Дискуссии о «бытовой» литературе явились симптомом серьезного кризиса реалистической эстетики — вернее, разрыва между «реализмом», выходившим за свои пределы в художественной практике Трифонова и «сорокалетних», и устойчивостью критериев социального (или, точнее, социологического) реализма в сознании многих либеральных критиков. Однако критики именно этого направления — и в первую очередь Анатолий Бочаров — первыми заговорили о кризисе «деревенской прозы» и военной (шире — реалистической) эстетики в литературе 1970-х[1455]. Бочаров в своих статьях, составивших книги «Бесконечность поиска» (1982) и «Экзаменует жизнь» (1984), последовательно и вдумчиво изучал условные, а точнее — модернистские формы, активизировавшиеся в литературе конца 1980-х: фантасмагоричность, мифологизм, ироническое повествование с точки зрения недостоверного рассказчика, нарастание философской рефлективности, притчевости и параболизма, активизацию приемов, характерных для сюрреализма. О «реализме, вдруг обнаружившем свою задолженность перед сознанием философичным, перед сознанием последних истин»[1456], писал и Камянов, неустанно демонстрировавший чуткость именно к интеллектуальной прозе модернистского типа — от Битова до Маканина. Интенсивное развитие фантастической прозы и новой версии исповедальности («авторская проза»), затронувшей даже ортодоксов соцреализма (Петра Проскурина) и «деревенщиков» (Валентина Распутина, Владимира Крупина), отмечала Наталья Иванова в статье «Вольное дыхание»[1457]. А Алла Латынина уверенно обосновывала правомочность и легитимность определения «историческая фантазия» по отношению к пренебрегающим исторической достоверностью (да и жизнеподобием) романам Окуджавы[1458].
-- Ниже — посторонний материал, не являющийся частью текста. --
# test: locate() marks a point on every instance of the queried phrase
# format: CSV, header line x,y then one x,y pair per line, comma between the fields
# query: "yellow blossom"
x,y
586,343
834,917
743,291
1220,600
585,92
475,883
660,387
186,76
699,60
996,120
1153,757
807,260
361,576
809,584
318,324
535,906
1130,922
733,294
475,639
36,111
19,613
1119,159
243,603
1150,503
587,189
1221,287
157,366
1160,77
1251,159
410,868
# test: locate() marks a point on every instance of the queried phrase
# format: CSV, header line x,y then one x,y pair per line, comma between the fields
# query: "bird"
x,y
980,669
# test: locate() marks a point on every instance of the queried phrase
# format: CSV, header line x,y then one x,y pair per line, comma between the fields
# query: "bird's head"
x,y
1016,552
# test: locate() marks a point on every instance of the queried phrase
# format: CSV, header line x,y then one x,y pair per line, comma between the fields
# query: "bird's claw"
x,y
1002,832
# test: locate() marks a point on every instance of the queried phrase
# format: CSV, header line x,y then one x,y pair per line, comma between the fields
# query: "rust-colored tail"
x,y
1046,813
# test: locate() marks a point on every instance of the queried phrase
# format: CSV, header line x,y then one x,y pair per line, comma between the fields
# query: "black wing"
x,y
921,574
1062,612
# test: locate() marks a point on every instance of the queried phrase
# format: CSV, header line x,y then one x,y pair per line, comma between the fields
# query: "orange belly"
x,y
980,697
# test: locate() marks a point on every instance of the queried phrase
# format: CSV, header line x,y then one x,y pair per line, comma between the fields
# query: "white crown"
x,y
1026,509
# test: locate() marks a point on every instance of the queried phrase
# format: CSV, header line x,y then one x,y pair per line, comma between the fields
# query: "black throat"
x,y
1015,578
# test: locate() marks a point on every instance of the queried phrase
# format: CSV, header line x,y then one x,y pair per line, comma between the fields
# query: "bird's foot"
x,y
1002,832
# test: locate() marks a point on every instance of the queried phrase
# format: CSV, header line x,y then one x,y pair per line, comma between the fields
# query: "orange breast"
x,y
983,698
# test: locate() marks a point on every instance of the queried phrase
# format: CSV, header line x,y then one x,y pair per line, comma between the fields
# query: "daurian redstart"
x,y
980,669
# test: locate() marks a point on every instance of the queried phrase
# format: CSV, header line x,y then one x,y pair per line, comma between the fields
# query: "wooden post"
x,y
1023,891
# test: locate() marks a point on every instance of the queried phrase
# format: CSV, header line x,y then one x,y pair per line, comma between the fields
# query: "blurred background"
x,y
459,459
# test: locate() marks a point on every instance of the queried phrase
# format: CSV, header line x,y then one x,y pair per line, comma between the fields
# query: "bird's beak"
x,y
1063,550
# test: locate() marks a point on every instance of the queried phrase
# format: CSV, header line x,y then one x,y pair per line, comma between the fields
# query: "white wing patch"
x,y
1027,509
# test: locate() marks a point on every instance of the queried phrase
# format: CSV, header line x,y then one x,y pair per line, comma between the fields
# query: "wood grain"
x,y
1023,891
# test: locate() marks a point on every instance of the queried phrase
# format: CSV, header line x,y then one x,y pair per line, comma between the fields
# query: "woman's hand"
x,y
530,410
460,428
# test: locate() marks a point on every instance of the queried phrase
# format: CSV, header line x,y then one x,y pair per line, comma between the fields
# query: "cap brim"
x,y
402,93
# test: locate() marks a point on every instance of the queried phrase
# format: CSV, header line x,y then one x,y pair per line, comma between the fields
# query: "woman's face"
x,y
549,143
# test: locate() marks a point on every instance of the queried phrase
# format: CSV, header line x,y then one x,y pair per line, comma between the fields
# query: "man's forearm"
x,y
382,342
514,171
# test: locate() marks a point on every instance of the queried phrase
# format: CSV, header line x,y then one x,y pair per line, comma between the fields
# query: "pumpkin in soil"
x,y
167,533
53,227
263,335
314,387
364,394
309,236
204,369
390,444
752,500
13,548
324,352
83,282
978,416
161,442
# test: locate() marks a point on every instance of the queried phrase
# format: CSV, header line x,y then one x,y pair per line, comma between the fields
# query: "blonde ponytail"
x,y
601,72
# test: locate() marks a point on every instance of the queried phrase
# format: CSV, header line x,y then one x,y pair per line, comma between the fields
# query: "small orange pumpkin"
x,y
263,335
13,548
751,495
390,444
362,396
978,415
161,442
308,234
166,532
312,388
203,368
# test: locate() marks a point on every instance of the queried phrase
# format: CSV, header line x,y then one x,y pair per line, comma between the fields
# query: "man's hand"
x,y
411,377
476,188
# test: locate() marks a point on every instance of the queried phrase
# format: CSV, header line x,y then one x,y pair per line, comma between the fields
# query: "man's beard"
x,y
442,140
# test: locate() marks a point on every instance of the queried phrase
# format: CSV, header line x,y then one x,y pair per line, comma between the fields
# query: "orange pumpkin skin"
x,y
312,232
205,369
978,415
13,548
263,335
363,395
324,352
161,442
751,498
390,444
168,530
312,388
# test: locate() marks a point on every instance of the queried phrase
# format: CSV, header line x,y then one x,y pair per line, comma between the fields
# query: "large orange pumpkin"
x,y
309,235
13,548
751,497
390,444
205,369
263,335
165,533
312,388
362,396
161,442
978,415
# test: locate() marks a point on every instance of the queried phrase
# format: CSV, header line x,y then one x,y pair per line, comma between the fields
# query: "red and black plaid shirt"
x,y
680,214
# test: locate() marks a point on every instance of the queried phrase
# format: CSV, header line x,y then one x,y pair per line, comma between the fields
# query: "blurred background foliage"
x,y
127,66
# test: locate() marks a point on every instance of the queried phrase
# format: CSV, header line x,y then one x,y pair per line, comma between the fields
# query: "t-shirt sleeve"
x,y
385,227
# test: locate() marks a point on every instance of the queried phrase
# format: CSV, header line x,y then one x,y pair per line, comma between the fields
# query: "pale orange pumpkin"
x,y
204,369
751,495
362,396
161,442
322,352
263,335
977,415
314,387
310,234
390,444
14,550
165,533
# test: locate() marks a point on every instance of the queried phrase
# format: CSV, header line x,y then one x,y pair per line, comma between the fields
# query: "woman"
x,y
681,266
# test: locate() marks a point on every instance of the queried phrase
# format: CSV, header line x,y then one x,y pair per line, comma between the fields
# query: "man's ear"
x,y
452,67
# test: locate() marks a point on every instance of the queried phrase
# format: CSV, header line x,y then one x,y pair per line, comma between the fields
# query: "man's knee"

Утверждение этих тенденций в литературе осознавалось критиками либерального направления как прямая полемика с «патриотическим» дискурсом — с его культом традиции, ненавистью к модернизму и сакрализацией классического «реализма». Так, Камянов с явным полемическим вызовом дал своей итоговой книге статей «Доверие к сложности» (1984) подзаголовок: «Современность и классическая традиция». Белая в статье «О традиции и традиционалистах» писала:
Уже давно на фоне общего «уважения к преданию» начала выделяться некая, условно говоря, традиционалистская тенденция, склонная к гипертрофированному, почти экстатическому поклонению традиции […] Почему определение традиции дается через отрицание: традиция «обнимает собой все непреходящее в искусстве, все то, что в нем неизменно, неподвластно инициативе никакого дерзостного реформатора»[1459]? Почему, наконец, игнорируются прямые исторические факты, и Пушкин из «дерзостного реформатора», каким мы его знаем, превращается в прародителя железобетонных схем традиционалистов?[1460]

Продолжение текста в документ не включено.